These 7 Developers Have Committed To Building Big In London Post-Brexit
Uncertainty about the future of London’s commercial and resi property markets is high, but overseas developers are still undertaking big land deals and planning big schemes in the city.
The second quarter saw £722M of development land transactions according to CBRE, the highest figure since before the EU, and activity is weighted to international investors.
“We expect overseas investors to remain a dominant presence in the London land market attracted by the capital’s underlying strengths whilst also capitalising on the exchange rate benefits,” CBRE Managing Director of U.K. development Peter Burns said.
Here are the seven developers that have undertaken the biggest land deals so far in 2017, and are betting that Brexit will not have a significant effect on the U.K. capital.
Chinese developer R&F has gone big in London this year, and having never previously invested in the city undertook two of the 10 largest land deals in 2017 in the space of a fortnight.
In March it bought Queen’s Square in Croydon from Delancey and Ares Real Estate, a site which has an estimated gross development value of £500M and could comprise up to 1,000 apartments.
Then in early April it paid £157M for Vauxhall Square, a site with planning permission for a 1.5M SF mixed-use scheme, including 578 flats across two towers, right next to Vauxhall station. The development cost of the scheme could be as much as £1B.
Another company to have completed two of the 10 largest deals in 2017 is Auriens, the investor and developer set up by Johnny Sanderson and Karen Mulville. Sandelson said in an interview recently that he finds working out of his Rolls-Royce preferable to an office.
In May, Auriens bought the 2.7-acre King’s Gardens site in Kensington for around £100M. The site houses a training college for Catholic priests that is closing down because it is taking a loss, and could be turned into a luxury senior living development or apartments.

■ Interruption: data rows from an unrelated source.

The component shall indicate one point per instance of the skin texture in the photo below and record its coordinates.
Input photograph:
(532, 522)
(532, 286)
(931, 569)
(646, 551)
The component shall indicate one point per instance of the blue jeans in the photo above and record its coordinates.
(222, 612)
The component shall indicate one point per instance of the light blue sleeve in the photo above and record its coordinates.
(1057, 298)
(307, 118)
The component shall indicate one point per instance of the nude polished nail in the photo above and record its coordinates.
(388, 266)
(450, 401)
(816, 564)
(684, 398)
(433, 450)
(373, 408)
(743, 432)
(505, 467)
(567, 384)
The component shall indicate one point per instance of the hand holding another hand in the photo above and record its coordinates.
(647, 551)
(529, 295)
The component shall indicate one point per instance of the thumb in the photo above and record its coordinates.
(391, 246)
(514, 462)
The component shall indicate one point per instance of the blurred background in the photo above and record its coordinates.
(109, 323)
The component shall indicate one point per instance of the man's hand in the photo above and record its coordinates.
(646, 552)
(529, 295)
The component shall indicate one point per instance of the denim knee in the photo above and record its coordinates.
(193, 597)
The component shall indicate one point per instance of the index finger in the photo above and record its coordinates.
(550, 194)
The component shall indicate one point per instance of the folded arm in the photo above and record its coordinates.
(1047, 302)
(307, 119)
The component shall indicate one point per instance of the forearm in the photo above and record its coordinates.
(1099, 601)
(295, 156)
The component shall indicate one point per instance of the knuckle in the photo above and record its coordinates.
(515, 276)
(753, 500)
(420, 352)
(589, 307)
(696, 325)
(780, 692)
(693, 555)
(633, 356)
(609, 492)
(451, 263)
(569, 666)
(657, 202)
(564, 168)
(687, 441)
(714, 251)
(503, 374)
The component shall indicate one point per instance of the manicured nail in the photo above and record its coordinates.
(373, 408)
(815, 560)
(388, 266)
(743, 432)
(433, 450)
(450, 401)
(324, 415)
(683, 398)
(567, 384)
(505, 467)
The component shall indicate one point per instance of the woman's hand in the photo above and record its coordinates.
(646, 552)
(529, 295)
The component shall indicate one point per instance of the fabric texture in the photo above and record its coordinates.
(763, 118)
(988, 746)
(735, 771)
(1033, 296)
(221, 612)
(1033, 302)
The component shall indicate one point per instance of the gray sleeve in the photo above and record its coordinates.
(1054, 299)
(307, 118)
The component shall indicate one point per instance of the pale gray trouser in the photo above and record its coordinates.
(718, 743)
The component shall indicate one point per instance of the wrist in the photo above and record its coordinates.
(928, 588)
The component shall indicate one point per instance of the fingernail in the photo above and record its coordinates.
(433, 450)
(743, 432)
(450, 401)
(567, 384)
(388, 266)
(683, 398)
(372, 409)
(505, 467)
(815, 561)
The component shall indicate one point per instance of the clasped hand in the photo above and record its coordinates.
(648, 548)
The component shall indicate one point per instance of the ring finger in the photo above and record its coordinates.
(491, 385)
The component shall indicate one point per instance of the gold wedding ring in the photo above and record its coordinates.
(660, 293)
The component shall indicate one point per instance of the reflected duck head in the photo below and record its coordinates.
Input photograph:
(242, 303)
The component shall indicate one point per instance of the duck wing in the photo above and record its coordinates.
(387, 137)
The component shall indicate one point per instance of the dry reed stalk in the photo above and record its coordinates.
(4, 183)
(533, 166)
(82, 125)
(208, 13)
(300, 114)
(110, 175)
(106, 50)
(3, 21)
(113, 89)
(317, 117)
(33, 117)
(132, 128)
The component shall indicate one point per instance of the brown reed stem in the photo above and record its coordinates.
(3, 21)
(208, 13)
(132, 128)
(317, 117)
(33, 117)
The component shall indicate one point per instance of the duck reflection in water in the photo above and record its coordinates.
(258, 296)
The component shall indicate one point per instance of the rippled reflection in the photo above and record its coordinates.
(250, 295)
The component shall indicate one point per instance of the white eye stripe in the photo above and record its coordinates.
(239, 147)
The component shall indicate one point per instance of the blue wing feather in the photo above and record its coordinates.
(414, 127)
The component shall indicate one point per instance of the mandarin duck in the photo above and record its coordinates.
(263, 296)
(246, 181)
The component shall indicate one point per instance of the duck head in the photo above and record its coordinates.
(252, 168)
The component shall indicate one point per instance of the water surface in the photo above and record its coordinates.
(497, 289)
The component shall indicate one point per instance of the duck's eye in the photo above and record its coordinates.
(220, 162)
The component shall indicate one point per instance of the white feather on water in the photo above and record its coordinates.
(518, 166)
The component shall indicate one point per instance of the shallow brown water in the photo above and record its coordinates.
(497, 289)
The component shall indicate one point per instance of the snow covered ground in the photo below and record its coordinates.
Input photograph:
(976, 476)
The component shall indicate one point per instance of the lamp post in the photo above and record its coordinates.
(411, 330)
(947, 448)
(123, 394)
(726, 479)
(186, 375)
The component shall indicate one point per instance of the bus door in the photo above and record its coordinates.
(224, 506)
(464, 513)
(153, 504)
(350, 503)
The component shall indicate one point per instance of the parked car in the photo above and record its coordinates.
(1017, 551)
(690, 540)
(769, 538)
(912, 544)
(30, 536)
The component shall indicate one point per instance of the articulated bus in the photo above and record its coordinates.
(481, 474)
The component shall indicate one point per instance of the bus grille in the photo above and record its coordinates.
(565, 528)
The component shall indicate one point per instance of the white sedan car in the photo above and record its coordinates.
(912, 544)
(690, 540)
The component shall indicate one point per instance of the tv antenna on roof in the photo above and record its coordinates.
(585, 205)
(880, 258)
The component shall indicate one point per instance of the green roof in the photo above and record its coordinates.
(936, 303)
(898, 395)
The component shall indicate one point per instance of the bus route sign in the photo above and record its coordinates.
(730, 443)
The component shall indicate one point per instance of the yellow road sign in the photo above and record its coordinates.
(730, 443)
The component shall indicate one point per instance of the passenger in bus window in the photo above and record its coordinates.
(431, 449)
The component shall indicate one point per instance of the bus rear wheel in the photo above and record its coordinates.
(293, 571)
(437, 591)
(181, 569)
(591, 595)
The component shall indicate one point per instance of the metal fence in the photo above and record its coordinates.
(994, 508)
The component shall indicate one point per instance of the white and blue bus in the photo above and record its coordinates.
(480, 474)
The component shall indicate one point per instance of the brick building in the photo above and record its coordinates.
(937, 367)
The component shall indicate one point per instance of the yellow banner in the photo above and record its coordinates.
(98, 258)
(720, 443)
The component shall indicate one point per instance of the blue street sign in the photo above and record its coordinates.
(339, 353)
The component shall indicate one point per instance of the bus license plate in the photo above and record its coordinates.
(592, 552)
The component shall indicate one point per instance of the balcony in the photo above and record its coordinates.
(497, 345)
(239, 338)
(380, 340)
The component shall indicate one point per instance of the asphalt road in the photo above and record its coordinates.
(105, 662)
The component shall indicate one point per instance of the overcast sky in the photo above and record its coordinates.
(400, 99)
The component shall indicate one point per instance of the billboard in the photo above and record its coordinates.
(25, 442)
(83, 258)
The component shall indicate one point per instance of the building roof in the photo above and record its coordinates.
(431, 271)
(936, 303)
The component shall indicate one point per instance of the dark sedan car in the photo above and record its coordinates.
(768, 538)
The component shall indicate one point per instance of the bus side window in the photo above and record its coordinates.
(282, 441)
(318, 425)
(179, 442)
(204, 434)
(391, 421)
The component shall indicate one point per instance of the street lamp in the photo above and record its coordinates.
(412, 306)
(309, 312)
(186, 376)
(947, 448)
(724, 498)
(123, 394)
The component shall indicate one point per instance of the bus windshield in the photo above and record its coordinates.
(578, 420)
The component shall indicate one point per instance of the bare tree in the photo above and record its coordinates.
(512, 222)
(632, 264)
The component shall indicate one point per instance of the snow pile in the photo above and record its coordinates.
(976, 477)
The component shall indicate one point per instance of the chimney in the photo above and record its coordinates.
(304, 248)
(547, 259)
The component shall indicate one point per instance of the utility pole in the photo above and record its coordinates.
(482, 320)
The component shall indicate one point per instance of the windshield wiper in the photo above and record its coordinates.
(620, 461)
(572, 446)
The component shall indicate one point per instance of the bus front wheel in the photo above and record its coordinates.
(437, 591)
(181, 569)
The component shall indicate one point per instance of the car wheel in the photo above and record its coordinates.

Auriens also completed a deal this year to buy a tract on Dovehouse Street just off the King’s Road in Chelsea and has planning permission to create a luxury senior living scheme comprising 55 units.
HB Reavis had one of the most significant successes of any office developer post-Brexit, when it sold its 33 King William St. development in the City to U.S. bank Wells Fargo for £300M for a new HQ less than a month after the EU referendum. It is clearly confident about London’s prospects for the future, having bought the 2.5-acre site of Elizabeth House near Waterloo for £250M, where it will undertake a major redevelopment creating two new buildings with an estimated end value of £1.3B.
Dalian Wanda has shown a big commitment to London, but will it get the chance to see this commitment through? In June the giant Chinese developer exchanged contracts with St. Modwen and Vinci on a £470M deal to buy a 10-acre site in Nine Elms where there is planning consent to build 1,821 flats on the site of New Covent Garden Market.
But the deal has not yet completed, and in the meantime reports have emerged from China that Wanda is one of the firms being scrutinised by state regulators about its overseas deals and the level of debt it has taken on.
U.S. student housing and multifamily firm Greystar has made a big splash in London over the past few years, and it has not let up in 2017.
In April it bought the site of the Quill tower, a scheme close to the Shard that had planning consent for either luxury apartments or student accommodation. Greystar is planning a student scheme that will comprise 470 apartments.
And in June it paid Royal Mail £101M for a 2.7-acre site in Nine Elms where it will build an as yet unspecified number of private rented apartments.
Singapore-listed City Developments is betting that the Nine Elms area and its close surroundings will prove a profitable place for development in the long term. In February it paid £58M for the Ransomes Wharf development, where there is planning permission for a 142-apartment scheme with a potential end value of £222M.
This purchase is on top of one of the largest developments in London, which is further down the river in Mortlake. City Developments bought the site of the Stag Brewery from Brewer ABInbev in 2015 for £158M, where it has plans for a scheme comprising more than 1,000 homes.
Al Shawaf family
In spite of fears of an oversupply of prime apartments in Nine Elms, it has been a big area for development land sales this year. The Middle Eastern Al Shawaf family completed a deal to buy the Vauxhall Cross site from Wendover Investments. The site has planning consent for 291 flats and a 180-bedroom hotel that could have an end value of more than £400M.